Das ist einer der in unserem Verband zu diskutierenden Fragen. Denn natürlich sind (Ex-)Soldat*innen erst einmal Menschen, für die es in Ordnung ist, andere Menschen zu töten – sie sind sogar darin ausgebildet. Und einige unter den vielen Veteran*innen würden uns Pazifist*innen und Antimilitarist*innen lieber tot sehen, als auch nur mit uns zu reden. Aber mit vielen (Ex-)Soldat*innen – wie etwa mit dem, der mit mir in der ZDF-Diskussionssendung „13 Fragen“ war – gibt es auch politische Schnittmengen, und es könnte sich lohnen, diese gemeinsam zu bearbeiten, um politisch etwas zu bewegen. Aber das ist eine offene Diskussion, die ich gerne führen und eure Meinungen hören würde: Sollen wir mit ehemaligen – oder sogar kritischen aktiven – Bundeswehr-Soldat*innen zusammenarbeiten? Ich bin gespannt und freue mich, dazu von euch zu hören!Neben dieser strategischen Diskussions-Frage war in den letzten Monaten wieder viel los: Wir haben die Koalitionsverhandlungen von SPD, Grünen und FDP mit zahlreichen Aktionen vor Ort in Berlin begleitet, um sie auf unsere Forderungen aufmerksam zu machen (Videos einiger dieser Aktionen gibt es auf unserem You-Tube-Kanal: www.youtube.com/dfgvk). Da der Bundesausschuss eine Verschiebung des Bundeskongresses beschlossen hat, galt es, schnell eine neue, geeignete Location zu finden. Und da sind die Planungen für den DFG-VK-Bundeshaushalt 2022: Eigentlich sollte der Bundeskongress im Oktober eine – wie auch immer ausfallende – Erhöhung der Mitgliedsbeiträge beschließen (siehe dazu den entsprechenden Artikel in ZivilCourage 2/2021). Da dies nicht geschah, ist unser finanzieller Spielraum für das kommende Jahr sehr eng: Wir haben viele Pläne und Ideen, die Welt friedlicher zu machen – doch politische Arbeit kostet nun mal Geld.

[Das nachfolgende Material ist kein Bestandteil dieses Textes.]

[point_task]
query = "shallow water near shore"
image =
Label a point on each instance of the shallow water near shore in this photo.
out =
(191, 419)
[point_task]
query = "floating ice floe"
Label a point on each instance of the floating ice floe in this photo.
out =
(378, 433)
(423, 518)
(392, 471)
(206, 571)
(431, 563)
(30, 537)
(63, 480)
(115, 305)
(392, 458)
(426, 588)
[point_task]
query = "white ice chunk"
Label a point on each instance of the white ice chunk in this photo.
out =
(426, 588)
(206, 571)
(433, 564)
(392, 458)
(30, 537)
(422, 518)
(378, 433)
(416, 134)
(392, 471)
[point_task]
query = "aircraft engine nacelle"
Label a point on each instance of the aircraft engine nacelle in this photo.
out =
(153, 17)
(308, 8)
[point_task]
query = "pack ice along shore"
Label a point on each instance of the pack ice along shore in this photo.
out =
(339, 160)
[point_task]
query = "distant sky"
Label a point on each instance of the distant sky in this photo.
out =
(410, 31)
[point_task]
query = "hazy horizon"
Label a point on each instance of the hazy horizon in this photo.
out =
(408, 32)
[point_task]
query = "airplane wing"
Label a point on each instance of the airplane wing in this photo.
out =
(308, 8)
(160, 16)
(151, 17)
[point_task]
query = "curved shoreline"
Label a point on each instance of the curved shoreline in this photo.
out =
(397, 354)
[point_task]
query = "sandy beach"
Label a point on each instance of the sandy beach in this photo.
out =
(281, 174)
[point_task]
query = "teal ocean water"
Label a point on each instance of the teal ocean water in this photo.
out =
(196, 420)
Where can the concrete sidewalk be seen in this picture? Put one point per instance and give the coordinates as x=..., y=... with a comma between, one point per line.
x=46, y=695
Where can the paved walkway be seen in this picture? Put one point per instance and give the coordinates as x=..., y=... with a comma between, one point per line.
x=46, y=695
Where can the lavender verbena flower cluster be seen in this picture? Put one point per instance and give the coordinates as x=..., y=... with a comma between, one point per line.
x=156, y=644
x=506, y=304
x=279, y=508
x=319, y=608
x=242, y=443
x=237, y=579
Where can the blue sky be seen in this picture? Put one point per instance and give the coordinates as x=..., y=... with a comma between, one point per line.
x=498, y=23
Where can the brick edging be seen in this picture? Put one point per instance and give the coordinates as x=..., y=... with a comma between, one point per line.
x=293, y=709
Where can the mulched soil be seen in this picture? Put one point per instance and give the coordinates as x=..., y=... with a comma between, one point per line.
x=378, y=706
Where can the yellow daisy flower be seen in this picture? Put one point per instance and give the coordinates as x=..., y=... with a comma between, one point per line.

Ich würde mich daher sehr freuen und wäre sehr dankbar, wenn ihr den aktuellen Spendenaufruf beachten würdet, der kürzlich per Brief bei euch eingegangen sein sollte.
In dieser Kolumne berichtet Michael Schulze von Glaßer, politischer Geschäftsführer der DFG-VK, regelmäßig, was in der DFG-VK-Geschäftsführung gearbeitet wird, welche Themen im Fokus sind, welche Materialien erstellt werden etc.